Kur'an-ı Kerim ve Türkçe Meali Sayfa 184
53. Bu böyledir, çünkü bir millet kendilerinde bulunan(güzel meziyet)i değiştirmedikçe Allâh onlara verdiği ni'meti değiştirmez. Allâh işitendir, bilendir.
54. (Evet) Fir'avn âilesi ve onlardan öncekilerin gidişi gibi: Rablerinin âyetlerini yalanlamışlardı; biz de onları günâhlarıyle mahvetmiştik ve Fir'avn âilesini boğmuştuk. Hepsi de zulmedicilerdi.
55. Allah'a göre canlıların en kötüsü, kâfirlerdir; artık onlar inanmazlar.
56. Sen kendileriyle andlaşma yaptığın halde onlar, hiç çekinmeden, her defa andlaşmalarını bozarlar.
57. Savaşta onları yakalarsan, onlar(a vereceğin cezâ) ile arkalarında bulunan kimseleri de dağıt ki ibret alsınlar.
58. Bir kavmin, (andlaşmaya) hiyânet etmesinden korkarsan, sen de (onlarla yaptığın andlaşmayı) aynı şekilde onlara at; çünkü Allâh; hâinleri sevmez.
59. İnkâr edenler (bizim elimizden kurtulup) geçtiklerini sanmasınlar. Onlar (bizi) âciz bırakamazlar.

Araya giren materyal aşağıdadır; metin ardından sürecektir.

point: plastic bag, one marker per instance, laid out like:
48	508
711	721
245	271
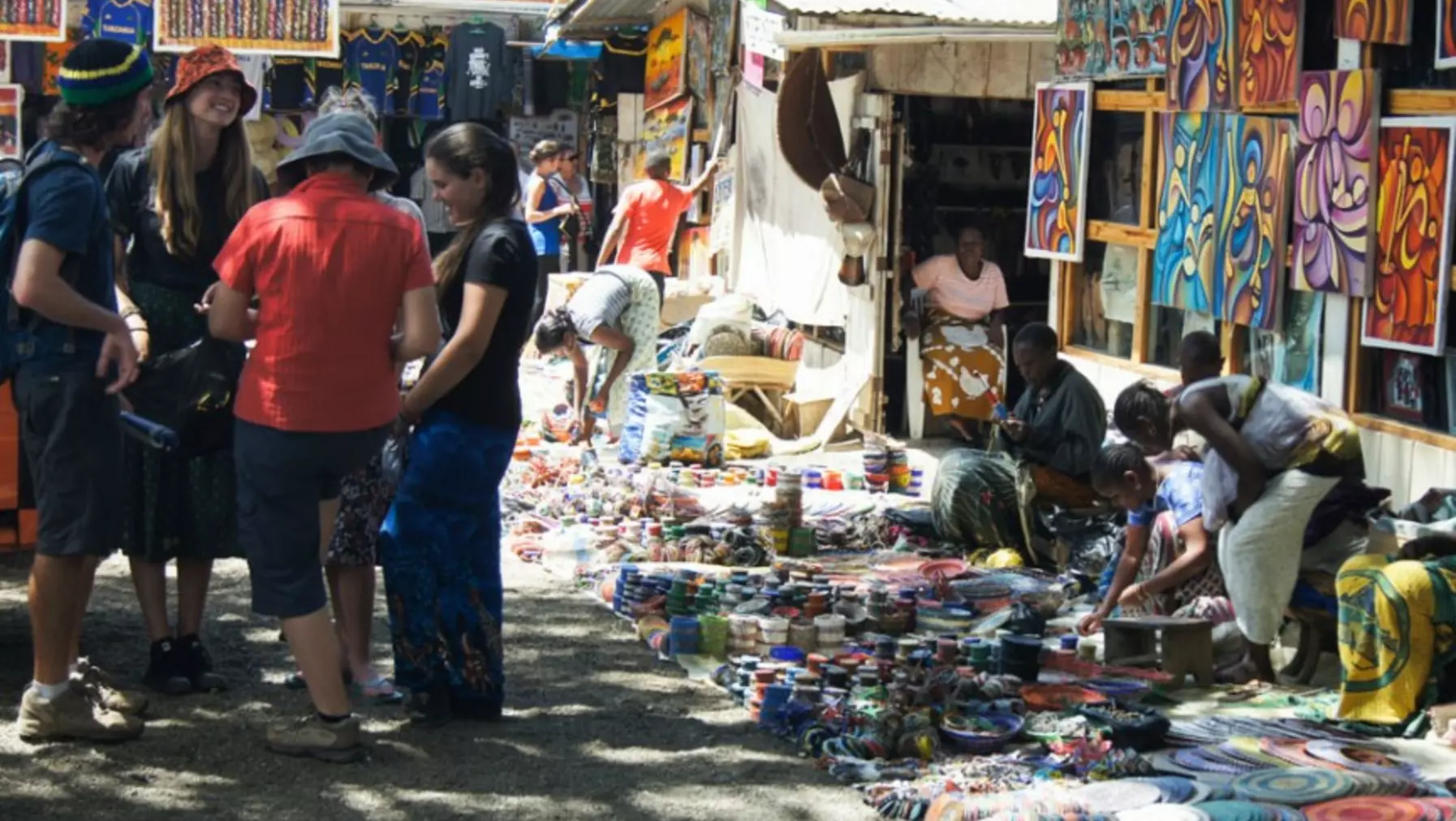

60. Onlara karşı gücünüz yettiği kadar kuvvet ve cihâd için bağlanıp beslenen atlar hazırlayın. Bununla Allâh'ın düşmanını, sizin düşmanınızı ve onlardan başka sizin bilmediğiniz, Allâh'ın bildiği (düşman) kimseleri korkutursunuz. Allâh yolunda ne harcarsanız tam olarak size ödenir, hiç haksızlığa uğratılmazsınız.
61. Eğer onlar barışa yanaşırlarsa sen de ona yanaş ve Allah'a dayan, çünkü O, işitendir, bilendir.